Portfolio context and risk
ValueAct’s Q1 reweighting aligns with a concentrated approach that targets control or influence. The 13F snapshot dated 31 March 2026 shows only long equity holdings above $2000 in value; cash and derivatives are excluded. That reporting gap is a key risk: public 13F data underrepresent total economic exposure, and investors should treat the filings as incomplete without supplementary disclosures.
Q? What triggers a public activist filing such as a 13D versus a 13F?
A Schedule 13D is required when an investor acquires more than 5% of a U.S. public company and intends to influence control; the 5% threshold is the legal trigger. A 13F is a quarterly report of long equity positions for institutional investment managers overseeing at least $100 million in securities; it reports holdings as of the quarter-end date. Both filings serve different regulatory and informational roles for market participants.
Q? How can investors track follow-on actions after a quarter-end 13F disclosure?
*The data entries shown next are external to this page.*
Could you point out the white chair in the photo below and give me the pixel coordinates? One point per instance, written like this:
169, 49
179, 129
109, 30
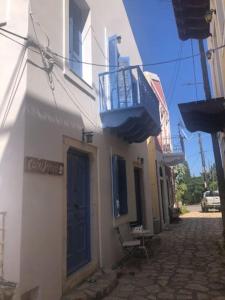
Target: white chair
131, 245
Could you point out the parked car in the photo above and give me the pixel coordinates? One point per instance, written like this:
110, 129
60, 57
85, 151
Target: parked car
211, 199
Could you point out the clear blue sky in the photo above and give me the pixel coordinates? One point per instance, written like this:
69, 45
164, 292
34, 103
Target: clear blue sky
154, 27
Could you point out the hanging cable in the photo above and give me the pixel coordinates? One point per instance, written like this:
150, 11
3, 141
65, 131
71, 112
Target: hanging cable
15, 87
195, 78
175, 81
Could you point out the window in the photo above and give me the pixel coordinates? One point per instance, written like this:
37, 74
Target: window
119, 182
80, 39
3, 12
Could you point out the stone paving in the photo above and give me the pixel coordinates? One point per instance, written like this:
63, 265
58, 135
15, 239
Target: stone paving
187, 264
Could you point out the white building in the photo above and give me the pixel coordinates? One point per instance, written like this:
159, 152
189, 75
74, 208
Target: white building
56, 189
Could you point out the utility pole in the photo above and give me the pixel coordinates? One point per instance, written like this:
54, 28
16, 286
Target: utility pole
215, 142
181, 138
203, 160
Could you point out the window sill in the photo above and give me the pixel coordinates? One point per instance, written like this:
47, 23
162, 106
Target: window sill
79, 82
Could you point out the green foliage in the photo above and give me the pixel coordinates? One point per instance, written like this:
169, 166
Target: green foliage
184, 210
195, 189
180, 185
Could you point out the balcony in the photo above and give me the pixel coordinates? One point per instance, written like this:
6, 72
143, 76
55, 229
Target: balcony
128, 105
173, 151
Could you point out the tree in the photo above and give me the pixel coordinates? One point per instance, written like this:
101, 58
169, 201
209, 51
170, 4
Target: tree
195, 189
180, 172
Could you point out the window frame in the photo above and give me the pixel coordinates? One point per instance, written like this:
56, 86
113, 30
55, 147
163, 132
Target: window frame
84, 85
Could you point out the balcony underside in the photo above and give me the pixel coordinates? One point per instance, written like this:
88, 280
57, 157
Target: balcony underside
207, 116
173, 158
133, 124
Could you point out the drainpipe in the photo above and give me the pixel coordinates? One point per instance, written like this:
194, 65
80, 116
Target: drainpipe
215, 142
99, 213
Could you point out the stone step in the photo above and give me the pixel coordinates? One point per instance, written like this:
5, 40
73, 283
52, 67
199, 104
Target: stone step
99, 285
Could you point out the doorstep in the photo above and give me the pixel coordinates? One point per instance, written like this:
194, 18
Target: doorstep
99, 285
7, 289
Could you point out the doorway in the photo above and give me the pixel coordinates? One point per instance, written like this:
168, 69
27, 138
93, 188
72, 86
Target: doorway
78, 210
139, 194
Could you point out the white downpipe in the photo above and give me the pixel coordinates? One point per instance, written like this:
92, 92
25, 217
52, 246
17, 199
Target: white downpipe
99, 213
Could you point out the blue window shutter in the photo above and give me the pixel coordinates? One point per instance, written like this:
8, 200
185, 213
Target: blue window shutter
75, 38
125, 82
116, 202
113, 77
122, 186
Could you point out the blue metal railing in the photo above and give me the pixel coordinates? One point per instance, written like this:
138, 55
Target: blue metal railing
125, 88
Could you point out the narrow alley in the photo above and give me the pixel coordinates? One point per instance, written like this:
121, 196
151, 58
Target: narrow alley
186, 265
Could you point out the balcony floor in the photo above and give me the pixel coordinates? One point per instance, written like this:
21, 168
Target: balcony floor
133, 124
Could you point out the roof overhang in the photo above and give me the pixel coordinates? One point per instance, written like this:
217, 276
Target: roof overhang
173, 159
207, 116
190, 18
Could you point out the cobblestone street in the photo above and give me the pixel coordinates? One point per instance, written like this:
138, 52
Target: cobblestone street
187, 264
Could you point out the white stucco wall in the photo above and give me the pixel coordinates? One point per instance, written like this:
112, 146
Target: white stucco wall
12, 122
48, 116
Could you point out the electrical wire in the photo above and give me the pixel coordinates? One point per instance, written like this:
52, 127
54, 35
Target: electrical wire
15, 87
176, 77
23, 45
138, 65
15, 34
194, 71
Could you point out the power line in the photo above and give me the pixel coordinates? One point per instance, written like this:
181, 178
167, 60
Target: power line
195, 78
173, 75
14, 89
173, 85
68, 92
140, 65
15, 34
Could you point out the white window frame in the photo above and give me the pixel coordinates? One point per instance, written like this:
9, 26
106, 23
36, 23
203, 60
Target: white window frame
85, 83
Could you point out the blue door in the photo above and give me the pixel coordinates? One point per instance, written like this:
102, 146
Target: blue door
78, 210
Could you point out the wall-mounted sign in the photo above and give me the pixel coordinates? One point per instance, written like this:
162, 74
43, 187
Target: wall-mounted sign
43, 166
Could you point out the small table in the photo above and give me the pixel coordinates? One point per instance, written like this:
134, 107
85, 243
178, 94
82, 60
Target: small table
143, 234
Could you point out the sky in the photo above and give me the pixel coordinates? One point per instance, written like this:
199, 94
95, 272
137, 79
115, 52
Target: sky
155, 31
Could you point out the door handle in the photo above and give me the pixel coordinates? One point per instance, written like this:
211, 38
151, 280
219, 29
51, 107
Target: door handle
76, 205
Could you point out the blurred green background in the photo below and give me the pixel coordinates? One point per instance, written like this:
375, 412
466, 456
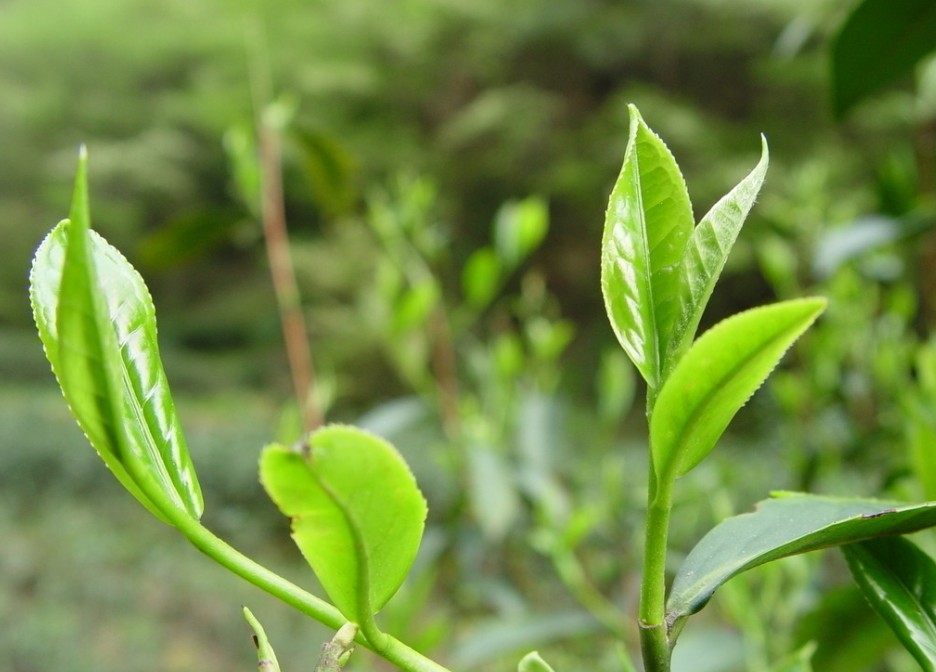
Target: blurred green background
424, 117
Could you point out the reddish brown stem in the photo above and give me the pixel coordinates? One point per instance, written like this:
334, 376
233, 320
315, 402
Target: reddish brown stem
288, 299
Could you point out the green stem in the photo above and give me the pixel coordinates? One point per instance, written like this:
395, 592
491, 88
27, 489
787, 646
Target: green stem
654, 642
392, 649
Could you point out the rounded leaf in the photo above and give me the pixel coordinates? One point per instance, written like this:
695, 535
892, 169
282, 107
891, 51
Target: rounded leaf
717, 376
357, 514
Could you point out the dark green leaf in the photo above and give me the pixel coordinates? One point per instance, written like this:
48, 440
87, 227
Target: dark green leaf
899, 580
878, 43
648, 222
707, 253
357, 515
716, 378
97, 323
787, 524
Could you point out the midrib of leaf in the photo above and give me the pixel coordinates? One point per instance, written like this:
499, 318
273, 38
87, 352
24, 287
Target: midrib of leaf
362, 566
675, 464
699, 270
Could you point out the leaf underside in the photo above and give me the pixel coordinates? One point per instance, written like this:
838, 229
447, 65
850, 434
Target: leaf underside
787, 524
357, 514
899, 581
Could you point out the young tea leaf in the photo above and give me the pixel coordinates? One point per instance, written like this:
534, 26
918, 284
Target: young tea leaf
787, 524
266, 657
357, 514
706, 254
716, 378
899, 581
97, 324
533, 662
648, 222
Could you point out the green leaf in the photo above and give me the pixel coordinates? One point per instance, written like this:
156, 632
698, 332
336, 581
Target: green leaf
533, 662
519, 228
899, 580
481, 277
97, 324
716, 378
706, 254
266, 657
787, 524
357, 514
880, 41
648, 223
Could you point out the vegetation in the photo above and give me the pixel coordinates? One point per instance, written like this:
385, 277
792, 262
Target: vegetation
477, 354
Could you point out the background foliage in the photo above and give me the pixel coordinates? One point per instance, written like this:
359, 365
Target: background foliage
433, 113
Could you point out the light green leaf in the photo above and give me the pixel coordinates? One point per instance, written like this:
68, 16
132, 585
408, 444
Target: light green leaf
787, 524
481, 277
533, 662
716, 378
648, 222
899, 580
880, 41
97, 324
266, 657
357, 513
519, 228
706, 254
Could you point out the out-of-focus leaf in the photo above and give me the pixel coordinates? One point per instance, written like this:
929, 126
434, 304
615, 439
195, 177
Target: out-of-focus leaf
880, 41
519, 228
481, 278
899, 580
328, 168
648, 222
357, 514
617, 386
186, 238
716, 378
414, 305
499, 636
97, 323
707, 252
240, 143
492, 491
787, 524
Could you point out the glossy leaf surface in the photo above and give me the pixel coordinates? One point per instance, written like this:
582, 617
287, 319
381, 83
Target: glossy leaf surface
707, 252
787, 524
716, 378
97, 324
899, 581
357, 514
879, 42
648, 222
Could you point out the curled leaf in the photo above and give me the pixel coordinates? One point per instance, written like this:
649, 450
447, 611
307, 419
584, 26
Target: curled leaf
357, 514
97, 324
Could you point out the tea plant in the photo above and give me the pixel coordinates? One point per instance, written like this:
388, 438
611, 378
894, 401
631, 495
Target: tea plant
357, 513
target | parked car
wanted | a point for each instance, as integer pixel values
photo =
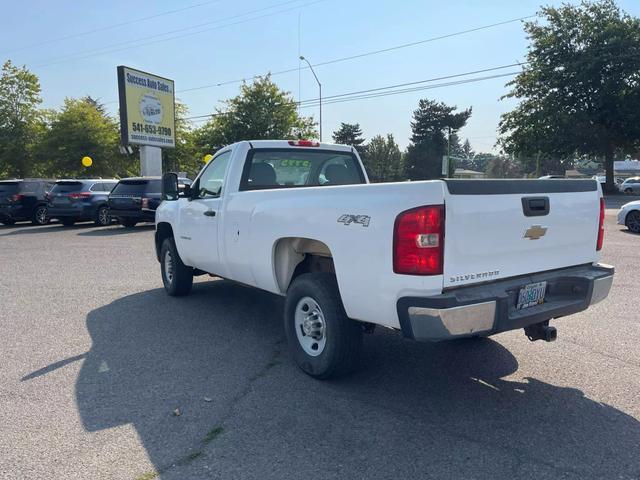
(437, 260)
(134, 200)
(629, 215)
(24, 200)
(631, 186)
(81, 200)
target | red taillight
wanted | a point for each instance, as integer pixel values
(303, 143)
(600, 227)
(79, 195)
(418, 241)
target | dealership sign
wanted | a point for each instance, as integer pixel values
(147, 109)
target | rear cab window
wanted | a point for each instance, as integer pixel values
(138, 187)
(294, 168)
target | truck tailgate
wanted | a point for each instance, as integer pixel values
(504, 228)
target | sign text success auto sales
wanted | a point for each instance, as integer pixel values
(149, 83)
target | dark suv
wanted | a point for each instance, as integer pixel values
(24, 200)
(81, 200)
(135, 200)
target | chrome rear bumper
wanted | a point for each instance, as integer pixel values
(483, 310)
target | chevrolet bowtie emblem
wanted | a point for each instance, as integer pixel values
(535, 232)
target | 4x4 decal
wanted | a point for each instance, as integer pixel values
(348, 219)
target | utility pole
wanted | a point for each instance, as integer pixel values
(449, 154)
(319, 87)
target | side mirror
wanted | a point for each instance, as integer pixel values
(184, 190)
(170, 186)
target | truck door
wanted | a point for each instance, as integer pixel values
(200, 217)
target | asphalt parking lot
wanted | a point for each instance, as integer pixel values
(96, 362)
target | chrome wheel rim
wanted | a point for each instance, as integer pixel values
(42, 215)
(103, 216)
(168, 266)
(310, 326)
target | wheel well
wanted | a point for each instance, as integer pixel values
(163, 231)
(294, 256)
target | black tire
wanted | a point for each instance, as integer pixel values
(103, 217)
(40, 215)
(343, 343)
(128, 223)
(180, 281)
(633, 221)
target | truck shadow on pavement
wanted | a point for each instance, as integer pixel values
(245, 411)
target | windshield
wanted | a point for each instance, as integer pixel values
(9, 188)
(282, 168)
(137, 187)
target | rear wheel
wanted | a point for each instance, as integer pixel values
(633, 221)
(176, 276)
(323, 341)
(128, 223)
(103, 217)
(40, 215)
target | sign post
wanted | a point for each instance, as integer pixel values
(147, 116)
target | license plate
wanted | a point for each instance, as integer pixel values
(531, 295)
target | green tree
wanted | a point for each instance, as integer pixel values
(383, 160)
(431, 125)
(480, 161)
(579, 91)
(82, 128)
(467, 150)
(21, 122)
(260, 112)
(350, 134)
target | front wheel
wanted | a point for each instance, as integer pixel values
(40, 215)
(176, 276)
(633, 221)
(128, 223)
(103, 217)
(323, 341)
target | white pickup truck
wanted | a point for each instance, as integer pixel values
(437, 260)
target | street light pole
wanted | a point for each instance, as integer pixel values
(319, 88)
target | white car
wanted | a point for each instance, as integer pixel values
(629, 215)
(436, 260)
(631, 186)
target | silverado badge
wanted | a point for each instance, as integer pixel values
(348, 219)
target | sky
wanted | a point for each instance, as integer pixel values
(75, 46)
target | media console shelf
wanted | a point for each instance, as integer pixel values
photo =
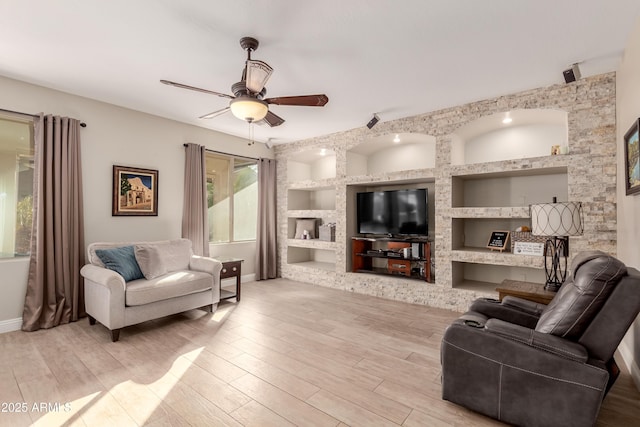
(386, 255)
Watch Schedule 13D/13G filings and SEC Form 4 for insider or large-holder transactions; these forms update more rapidly than 13Fs. Investors can also monitor daily volume spikes and analyst notes within 7 trading days after a 13F release—many research desks publish follow-up coverage within that window. For curated tracking, see institutional holdings and 13F filings on institutional tracking services and on-site research pages like institutional holdings and 13F filings at Fazen Markets.
Bottom Line
ValueAct’s Q1 reweighting put KKR and Spotify into focus while removing NSIT from its public long book.
Disclaimer: This article is for informational purposes only and does not constitute investment advice. CFD trading carries high risk of capital loss.